“He commands light and shade” wrote Ferruccio Busoni of Mozart “but his light never blinds, and his darkness still shows clear outlines”. Judging from his new Welsh National Opera production of Don Giovanni, no-one mentioned this to director John Caird.

The first impression is of deep Gothic darkness, at the centre of which looms the monolithic presence and twisted human forms of Rodin’s Gates of Hell. Bronze-robed monks line the stage, the overture’s D minor introduction wails balefully – and Caird’s pointless bit of on-stage business for Leporello looks even more redundant.
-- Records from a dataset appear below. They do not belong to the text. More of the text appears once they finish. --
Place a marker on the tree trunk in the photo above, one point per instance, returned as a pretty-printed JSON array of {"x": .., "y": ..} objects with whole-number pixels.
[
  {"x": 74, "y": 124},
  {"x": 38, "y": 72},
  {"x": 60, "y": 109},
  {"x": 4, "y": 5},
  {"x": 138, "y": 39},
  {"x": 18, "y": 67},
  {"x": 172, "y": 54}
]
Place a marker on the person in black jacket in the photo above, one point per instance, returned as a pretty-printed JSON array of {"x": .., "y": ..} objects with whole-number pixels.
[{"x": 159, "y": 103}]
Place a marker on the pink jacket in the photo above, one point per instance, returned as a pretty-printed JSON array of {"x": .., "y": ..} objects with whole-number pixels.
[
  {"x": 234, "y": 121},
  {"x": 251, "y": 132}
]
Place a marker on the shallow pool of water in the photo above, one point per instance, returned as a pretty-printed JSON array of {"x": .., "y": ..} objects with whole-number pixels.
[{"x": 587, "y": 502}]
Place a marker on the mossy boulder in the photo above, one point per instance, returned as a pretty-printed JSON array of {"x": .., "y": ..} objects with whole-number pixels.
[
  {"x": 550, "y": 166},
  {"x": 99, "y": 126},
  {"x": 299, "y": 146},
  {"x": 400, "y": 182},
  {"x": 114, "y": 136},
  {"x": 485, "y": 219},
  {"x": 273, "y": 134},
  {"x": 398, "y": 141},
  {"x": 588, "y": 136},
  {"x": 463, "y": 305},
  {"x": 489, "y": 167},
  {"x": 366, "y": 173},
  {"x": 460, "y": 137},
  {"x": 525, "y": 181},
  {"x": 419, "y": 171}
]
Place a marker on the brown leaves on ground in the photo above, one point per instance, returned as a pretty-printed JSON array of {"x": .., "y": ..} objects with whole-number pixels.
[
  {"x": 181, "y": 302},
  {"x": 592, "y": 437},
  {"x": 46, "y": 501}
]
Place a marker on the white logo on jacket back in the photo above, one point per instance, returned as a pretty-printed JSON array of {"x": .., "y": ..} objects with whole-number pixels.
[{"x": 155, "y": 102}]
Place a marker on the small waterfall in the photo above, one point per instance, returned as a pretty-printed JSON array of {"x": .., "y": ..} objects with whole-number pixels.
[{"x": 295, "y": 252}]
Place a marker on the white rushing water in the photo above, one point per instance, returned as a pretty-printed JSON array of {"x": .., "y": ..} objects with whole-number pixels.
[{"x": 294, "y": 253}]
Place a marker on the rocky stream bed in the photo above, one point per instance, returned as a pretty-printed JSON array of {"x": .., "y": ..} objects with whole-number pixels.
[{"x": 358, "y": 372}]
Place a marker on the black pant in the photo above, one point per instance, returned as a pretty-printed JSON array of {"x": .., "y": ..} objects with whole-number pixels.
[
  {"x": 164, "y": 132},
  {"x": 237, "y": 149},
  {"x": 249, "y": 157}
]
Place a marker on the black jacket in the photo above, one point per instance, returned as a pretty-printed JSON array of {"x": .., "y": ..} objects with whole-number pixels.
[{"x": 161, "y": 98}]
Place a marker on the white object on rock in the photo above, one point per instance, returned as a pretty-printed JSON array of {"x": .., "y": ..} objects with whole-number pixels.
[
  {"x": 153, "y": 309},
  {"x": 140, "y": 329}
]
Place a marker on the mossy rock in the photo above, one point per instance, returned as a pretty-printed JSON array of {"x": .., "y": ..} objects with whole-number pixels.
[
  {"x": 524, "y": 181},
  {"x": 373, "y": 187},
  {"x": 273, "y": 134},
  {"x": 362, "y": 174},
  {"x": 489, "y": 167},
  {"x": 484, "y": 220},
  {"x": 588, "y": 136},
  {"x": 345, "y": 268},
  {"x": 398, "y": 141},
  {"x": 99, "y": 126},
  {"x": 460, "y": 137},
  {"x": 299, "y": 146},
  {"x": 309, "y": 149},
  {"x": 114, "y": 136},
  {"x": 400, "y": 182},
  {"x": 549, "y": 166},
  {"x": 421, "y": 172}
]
It doesn’t get much brighter. In many ways this is a traditional production – the costumes deliver all the richly-coloured period silks and velvets you could wish for, and the opera’s denouement is played blood-curdlingly straight. But there’s a conceptual problem here. Don Giovanni – especially in David Kempster’s swaggering, malign performance – is presented throughout as already halfway to hell. Without the possibility of redemption, the drama becomes as uniformly dark as the lighting.
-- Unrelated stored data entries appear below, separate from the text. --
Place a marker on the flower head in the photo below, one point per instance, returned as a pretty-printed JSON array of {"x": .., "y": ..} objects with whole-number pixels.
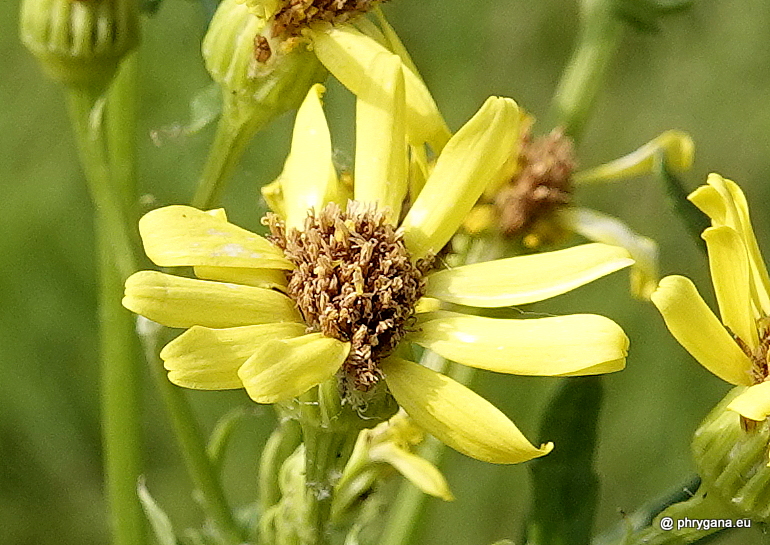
[
  {"x": 535, "y": 203},
  {"x": 343, "y": 287},
  {"x": 735, "y": 348}
]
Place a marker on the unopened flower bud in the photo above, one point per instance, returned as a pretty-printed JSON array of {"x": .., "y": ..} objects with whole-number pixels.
[
  {"x": 80, "y": 42},
  {"x": 732, "y": 459},
  {"x": 252, "y": 67}
]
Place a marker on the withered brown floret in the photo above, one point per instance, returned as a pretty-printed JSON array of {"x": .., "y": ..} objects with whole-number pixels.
[
  {"x": 542, "y": 185},
  {"x": 296, "y": 15},
  {"x": 354, "y": 281}
]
But on its own terms, it works – especially with as strong a cast of company regulars as WNO had assembled here. Vocally, Leporello (David Soar) almost upstaged his master, and Nuccia Focile’s nuanced, genuinely affecting Donna Elvira stood out amongst Camilla Roberts’ robust Donna Anna and Claire Ormshaw’s winningly guileless Zerlina. As Don Ottavio, Robin Tritschler made Dalla sua pace sound like Puccini; a ravishing moment, and of a piece with the almost Wagnerian colours of the WNO Orchestra in one of Lothar Koenigs’ most powerful readings to date.